My fifth question is almost the same as the above except it modifies the interpretaton of the last sentence "to the area contained within $T(e_1)$ & $T(e_2)$". If we exploit the fact that for matrices: $det(T) = det(T^t)$ we can interpret the determinant in a whole new manner intimately related to the geometry of the lines, we can now interpret the determinant as containing the (signed) area between the normal vectors to the lines (which immediately gives meaning to the situations of either a zero or non-zero determinant). To restate the question I would love to know what it means to say that the $x$ component of the point of intersection of two lines is the ratio of
- the area between the vectors whose components are the solutions to both of the equations & the vector $T(e_1)$ (whatever this vector is supposed to be interpreted as)
- to the area contained within the normal vectors to the two lines.
My sixth question is whether I'm right to make all these distinctions.

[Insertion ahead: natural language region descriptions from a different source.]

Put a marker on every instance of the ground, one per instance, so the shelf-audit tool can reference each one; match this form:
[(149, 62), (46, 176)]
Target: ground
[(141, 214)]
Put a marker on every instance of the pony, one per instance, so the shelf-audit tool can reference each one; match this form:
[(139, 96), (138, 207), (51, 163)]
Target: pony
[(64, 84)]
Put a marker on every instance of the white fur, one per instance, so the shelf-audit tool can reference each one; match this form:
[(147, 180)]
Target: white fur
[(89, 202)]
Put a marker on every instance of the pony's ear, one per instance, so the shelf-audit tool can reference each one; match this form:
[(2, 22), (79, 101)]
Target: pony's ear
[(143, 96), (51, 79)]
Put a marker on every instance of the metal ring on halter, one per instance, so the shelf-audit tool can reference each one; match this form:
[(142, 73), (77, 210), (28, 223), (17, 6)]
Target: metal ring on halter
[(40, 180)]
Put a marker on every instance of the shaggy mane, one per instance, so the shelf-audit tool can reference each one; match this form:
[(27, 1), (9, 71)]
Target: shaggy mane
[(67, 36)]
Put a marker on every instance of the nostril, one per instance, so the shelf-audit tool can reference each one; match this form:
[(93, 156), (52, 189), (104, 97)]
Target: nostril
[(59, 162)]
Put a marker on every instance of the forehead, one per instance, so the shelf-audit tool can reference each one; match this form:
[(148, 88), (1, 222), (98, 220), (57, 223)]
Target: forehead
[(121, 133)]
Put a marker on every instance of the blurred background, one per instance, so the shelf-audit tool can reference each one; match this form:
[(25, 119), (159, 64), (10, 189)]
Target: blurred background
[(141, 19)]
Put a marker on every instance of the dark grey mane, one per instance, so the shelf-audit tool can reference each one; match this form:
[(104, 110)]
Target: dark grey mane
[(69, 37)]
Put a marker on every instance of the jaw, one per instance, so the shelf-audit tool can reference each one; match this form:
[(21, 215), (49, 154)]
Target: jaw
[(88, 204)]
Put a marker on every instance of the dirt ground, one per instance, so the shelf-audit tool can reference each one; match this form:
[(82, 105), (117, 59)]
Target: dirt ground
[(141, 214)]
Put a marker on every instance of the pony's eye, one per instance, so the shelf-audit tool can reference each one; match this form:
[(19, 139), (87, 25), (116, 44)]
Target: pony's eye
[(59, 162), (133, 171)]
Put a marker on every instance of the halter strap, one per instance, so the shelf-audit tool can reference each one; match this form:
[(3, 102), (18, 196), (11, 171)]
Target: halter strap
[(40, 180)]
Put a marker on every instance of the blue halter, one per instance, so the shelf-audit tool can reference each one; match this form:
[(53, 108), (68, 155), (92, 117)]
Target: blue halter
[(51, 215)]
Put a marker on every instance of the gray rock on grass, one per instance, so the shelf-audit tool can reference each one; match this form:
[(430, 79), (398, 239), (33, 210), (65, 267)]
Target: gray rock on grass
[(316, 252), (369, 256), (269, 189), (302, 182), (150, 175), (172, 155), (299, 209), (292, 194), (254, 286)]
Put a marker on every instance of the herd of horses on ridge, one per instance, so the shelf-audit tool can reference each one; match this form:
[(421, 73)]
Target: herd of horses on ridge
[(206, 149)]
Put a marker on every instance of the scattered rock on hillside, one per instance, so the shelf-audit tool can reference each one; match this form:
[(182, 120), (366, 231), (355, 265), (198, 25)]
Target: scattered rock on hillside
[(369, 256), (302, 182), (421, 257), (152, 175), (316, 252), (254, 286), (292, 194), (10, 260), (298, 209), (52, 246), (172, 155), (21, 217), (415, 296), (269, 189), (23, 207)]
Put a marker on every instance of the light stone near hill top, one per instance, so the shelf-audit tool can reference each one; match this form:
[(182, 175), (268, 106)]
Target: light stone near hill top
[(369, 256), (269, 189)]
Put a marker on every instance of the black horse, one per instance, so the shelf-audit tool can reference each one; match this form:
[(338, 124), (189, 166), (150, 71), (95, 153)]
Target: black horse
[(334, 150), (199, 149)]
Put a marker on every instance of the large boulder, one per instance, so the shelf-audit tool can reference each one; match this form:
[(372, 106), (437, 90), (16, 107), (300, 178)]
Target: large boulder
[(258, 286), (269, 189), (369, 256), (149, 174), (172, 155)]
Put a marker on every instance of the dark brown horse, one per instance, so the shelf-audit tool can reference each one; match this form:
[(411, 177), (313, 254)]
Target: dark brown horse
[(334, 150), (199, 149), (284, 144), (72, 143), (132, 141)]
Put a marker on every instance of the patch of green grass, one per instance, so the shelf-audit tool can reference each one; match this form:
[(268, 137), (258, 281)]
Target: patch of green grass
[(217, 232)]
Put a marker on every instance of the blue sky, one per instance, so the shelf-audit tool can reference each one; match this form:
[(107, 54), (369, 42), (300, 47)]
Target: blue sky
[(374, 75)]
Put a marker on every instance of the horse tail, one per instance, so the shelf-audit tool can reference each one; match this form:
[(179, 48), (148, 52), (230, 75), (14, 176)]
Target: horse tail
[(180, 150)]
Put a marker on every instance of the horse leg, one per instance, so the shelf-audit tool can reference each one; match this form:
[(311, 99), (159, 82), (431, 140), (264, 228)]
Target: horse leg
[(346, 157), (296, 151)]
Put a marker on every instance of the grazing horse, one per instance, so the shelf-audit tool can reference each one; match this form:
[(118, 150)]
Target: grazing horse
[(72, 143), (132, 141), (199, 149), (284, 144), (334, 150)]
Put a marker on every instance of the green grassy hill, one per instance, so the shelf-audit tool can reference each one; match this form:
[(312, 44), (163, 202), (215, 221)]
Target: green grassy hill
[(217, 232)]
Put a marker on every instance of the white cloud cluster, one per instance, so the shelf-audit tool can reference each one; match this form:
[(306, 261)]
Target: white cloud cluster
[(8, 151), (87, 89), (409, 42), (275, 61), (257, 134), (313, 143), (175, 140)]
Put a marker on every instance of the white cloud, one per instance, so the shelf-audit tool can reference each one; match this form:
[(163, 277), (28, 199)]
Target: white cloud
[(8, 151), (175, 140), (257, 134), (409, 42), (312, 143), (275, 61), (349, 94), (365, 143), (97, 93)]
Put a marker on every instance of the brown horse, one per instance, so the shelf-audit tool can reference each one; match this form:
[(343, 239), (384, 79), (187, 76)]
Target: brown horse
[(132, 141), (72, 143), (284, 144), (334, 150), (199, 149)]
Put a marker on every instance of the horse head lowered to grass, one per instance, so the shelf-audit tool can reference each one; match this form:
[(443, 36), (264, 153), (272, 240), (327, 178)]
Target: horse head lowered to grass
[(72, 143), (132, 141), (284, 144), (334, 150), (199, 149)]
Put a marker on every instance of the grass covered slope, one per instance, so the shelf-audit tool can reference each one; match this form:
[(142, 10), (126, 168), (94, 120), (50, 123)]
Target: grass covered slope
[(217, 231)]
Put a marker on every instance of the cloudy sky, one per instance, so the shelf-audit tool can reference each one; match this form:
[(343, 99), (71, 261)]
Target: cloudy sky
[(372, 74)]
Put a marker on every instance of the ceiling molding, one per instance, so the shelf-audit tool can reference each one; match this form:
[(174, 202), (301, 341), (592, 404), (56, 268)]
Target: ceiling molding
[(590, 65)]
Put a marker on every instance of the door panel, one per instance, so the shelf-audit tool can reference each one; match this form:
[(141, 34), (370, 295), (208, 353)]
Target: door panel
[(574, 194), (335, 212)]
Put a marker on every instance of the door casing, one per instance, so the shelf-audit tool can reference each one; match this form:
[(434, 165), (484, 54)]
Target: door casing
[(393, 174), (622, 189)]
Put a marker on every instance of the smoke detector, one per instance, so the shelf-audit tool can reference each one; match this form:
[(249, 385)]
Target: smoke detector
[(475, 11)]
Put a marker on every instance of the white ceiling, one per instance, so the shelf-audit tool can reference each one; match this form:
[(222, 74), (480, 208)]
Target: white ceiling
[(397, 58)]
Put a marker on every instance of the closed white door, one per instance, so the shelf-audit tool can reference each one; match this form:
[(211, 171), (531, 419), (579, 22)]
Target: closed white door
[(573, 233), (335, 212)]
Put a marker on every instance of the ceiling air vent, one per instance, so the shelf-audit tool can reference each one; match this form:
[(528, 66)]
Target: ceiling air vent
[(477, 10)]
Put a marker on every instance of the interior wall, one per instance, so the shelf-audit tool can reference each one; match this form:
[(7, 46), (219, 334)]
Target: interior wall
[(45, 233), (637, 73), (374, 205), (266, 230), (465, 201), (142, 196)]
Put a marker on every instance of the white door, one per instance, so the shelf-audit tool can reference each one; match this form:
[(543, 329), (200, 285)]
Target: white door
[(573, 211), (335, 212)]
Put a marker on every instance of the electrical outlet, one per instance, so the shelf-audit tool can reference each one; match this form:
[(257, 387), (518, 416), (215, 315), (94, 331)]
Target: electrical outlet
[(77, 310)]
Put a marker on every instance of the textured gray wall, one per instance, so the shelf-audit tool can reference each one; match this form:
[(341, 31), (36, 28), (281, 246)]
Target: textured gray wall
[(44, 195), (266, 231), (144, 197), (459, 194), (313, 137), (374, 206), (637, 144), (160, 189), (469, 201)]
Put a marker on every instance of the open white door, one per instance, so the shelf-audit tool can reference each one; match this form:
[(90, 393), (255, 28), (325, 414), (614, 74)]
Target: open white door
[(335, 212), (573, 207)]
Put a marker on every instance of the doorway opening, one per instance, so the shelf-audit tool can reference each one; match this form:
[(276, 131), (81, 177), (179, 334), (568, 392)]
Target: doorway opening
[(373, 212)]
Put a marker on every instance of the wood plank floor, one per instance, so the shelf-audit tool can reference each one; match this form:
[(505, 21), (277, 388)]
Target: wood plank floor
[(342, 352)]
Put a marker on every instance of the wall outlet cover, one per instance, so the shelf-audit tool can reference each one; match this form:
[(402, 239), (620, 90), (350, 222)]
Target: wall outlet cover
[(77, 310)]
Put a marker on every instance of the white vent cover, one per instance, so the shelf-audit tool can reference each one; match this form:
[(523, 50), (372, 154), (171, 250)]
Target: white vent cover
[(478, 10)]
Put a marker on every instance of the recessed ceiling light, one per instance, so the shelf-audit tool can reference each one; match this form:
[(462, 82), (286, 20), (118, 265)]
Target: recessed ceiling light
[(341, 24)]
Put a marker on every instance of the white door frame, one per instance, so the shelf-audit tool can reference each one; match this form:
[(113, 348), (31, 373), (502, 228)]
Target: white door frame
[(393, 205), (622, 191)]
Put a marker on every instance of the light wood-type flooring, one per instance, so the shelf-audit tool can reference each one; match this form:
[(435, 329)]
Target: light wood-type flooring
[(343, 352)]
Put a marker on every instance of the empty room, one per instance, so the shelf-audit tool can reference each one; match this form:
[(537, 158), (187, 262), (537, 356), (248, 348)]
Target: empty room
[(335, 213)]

I don't know whether I should be going so far as to even delineate between two separate interpretations of the denominator in the solution to cramer's rule & asking for two different interpretations but it really seems like you have to be able to think about this in two different ways, one extremely geometric on every level (normal vectors), the other geometric only at the start. I am just not sure, I think you just have no intuitive geometric interpretation in terms of linear maps, you have to use these almost arbitrary vectors $T(e_1)$ divorced from the geometry of the lines if you think in terms of linear maps whereas when you do it in terms of normal vectors you get something nice.

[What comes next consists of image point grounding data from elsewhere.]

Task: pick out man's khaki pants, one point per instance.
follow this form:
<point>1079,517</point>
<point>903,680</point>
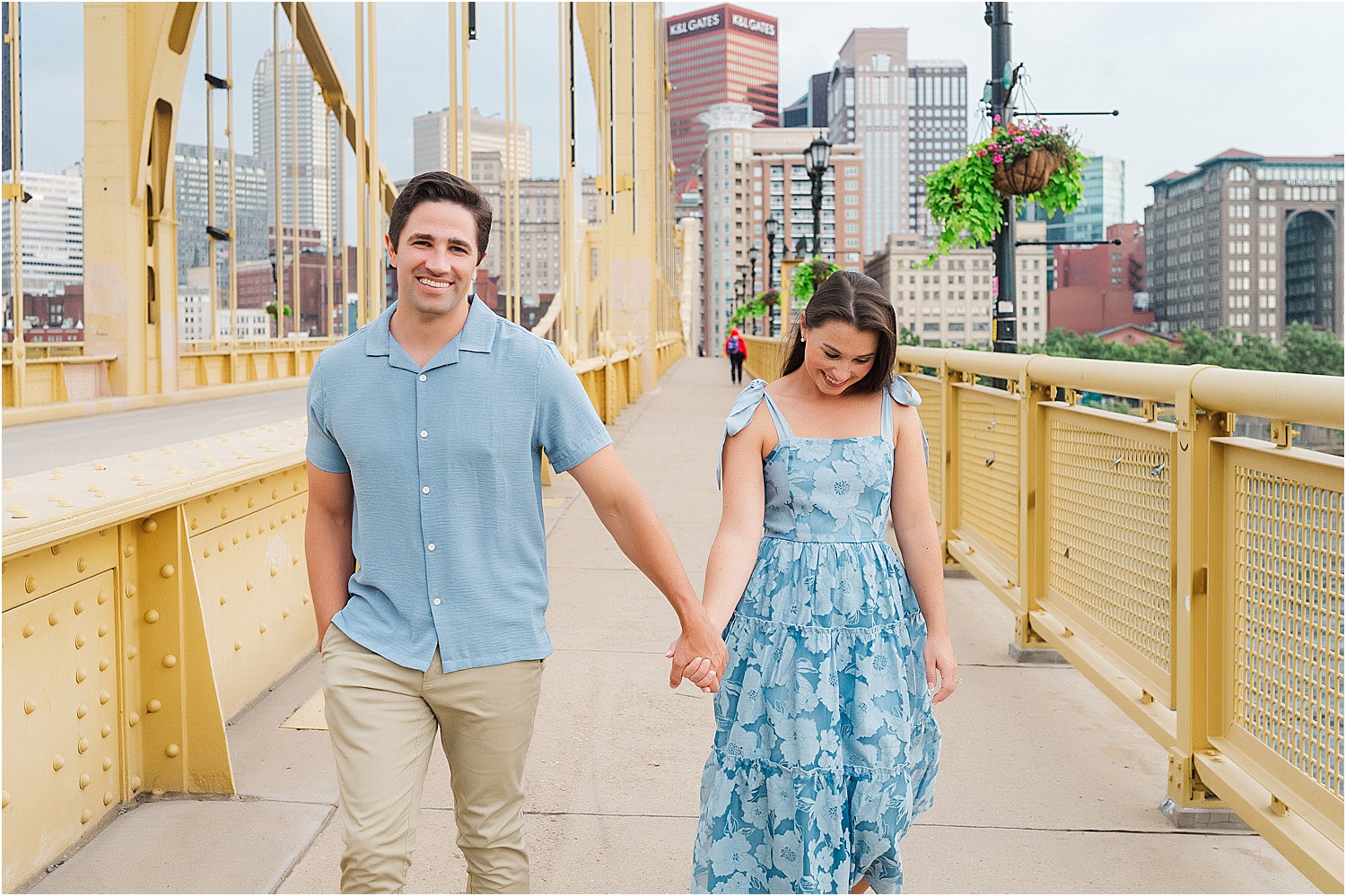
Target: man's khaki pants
<point>382,720</point>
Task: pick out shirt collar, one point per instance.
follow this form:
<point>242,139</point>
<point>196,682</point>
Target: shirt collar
<point>478,335</point>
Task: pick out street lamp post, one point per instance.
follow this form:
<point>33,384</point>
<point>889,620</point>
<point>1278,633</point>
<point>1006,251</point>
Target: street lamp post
<point>817,159</point>
<point>773,319</point>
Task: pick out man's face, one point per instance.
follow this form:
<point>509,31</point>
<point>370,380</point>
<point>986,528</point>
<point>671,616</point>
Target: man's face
<point>436,257</point>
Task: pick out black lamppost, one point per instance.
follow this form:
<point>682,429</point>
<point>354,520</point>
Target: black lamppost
<point>772,228</point>
<point>817,159</point>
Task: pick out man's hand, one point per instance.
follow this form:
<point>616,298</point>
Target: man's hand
<point>699,654</point>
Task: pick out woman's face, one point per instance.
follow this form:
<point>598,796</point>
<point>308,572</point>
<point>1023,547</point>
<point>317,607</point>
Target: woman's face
<point>836,355</point>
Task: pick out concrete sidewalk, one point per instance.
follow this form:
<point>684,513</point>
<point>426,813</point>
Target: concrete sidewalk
<point>1044,786</point>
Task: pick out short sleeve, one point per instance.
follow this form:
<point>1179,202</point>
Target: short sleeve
<point>568,428</point>
<point>320,447</point>
<point>905,393</point>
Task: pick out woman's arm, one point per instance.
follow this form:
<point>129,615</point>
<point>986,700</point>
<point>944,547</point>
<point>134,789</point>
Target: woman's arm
<point>737,541</point>
<point>918,538</point>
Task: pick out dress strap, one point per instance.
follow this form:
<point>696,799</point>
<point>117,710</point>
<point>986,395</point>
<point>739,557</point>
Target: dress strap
<point>742,413</point>
<point>904,393</point>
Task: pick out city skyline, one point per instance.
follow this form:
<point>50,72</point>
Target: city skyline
<point>1117,56</point>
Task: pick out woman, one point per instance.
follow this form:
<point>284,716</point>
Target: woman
<point>826,740</point>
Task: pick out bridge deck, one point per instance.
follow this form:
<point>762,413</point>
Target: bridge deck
<point>1044,786</point>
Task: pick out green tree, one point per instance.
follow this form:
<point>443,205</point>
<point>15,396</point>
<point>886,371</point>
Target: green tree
<point>1315,352</point>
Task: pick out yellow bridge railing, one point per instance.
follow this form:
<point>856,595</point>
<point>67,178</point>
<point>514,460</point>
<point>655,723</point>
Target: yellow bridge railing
<point>1195,578</point>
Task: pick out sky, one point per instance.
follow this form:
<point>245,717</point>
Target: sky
<point>1190,80</point>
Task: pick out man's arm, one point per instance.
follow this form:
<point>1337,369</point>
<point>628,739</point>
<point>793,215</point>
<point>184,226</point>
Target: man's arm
<point>331,503</point>
<point>630,518</point>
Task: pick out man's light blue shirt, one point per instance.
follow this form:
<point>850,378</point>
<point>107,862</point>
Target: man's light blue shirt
<point>444,462</point>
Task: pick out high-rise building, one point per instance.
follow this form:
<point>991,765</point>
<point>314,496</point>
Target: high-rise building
<point>809,110</point>
<point>949,301</point>
<point>51,234</point>
<point>304,124</point>
<point>433,132</point>
<point>937,96</point>
<point>193,204</point>
<point>1249,242</point>
<point>910,118</point>
<point>719,54</point>
<point>1101,204</point>
<point>750,175</point>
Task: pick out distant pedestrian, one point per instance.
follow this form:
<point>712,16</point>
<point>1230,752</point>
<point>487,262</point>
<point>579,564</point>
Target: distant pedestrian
<point>737,349</point>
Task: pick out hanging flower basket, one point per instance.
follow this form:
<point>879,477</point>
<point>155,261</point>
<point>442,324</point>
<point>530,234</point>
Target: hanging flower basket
<point>1026,175</point>
<point>1028,161</point>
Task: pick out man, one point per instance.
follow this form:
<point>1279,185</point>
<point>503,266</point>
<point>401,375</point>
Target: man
<point>425,432</point>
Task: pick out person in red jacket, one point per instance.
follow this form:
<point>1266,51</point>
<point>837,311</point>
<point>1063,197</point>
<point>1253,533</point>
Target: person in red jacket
<point>737,349</point>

04 LINEAR FUNCTIONALS & LINEAR MAPS
My seventh & final question is about the relationship of linear functionals to solving systems of linear equations. Given the system:
$ax + by = e$
$cx + dy = f$
i.e. $xT(\hat{e_{1}}) + yT(\hat{e_{2}}) = (e,f)$`
we ask how linear functionals interact with this setup. By introducing $\psi_1(xe_1 + ye_2) = e$ & $\psi_2(xe_1 + ye_2) = f$ we see
$\psi_1(xe_1 + ye_2) = x\psi_1(e_1) + y\psi_1(e_2) = ax + by = e$
$\psi_2(xe_1 + ye_2) = x\psi_2(e_1) + y\psi_2(e_2) = cx + dy = f$
I really don't know how to interpret this or fit it into the general scheme of things. It seems to be saying that a linear functional maps the solution vector to a line, & that the action of a linear functional on a basis results in coefficients of the normal vectors (i.e. in some way you're mapping the solution of the system to the normal vectors) but I don't know what you're supposed to do with this & would appreciate any help on how to interpret this in light of everything I've asked.
I really appreciate any help with this, I know it's a long post but the questions are, in my mind, all tied together so I sincerely appreciate any help.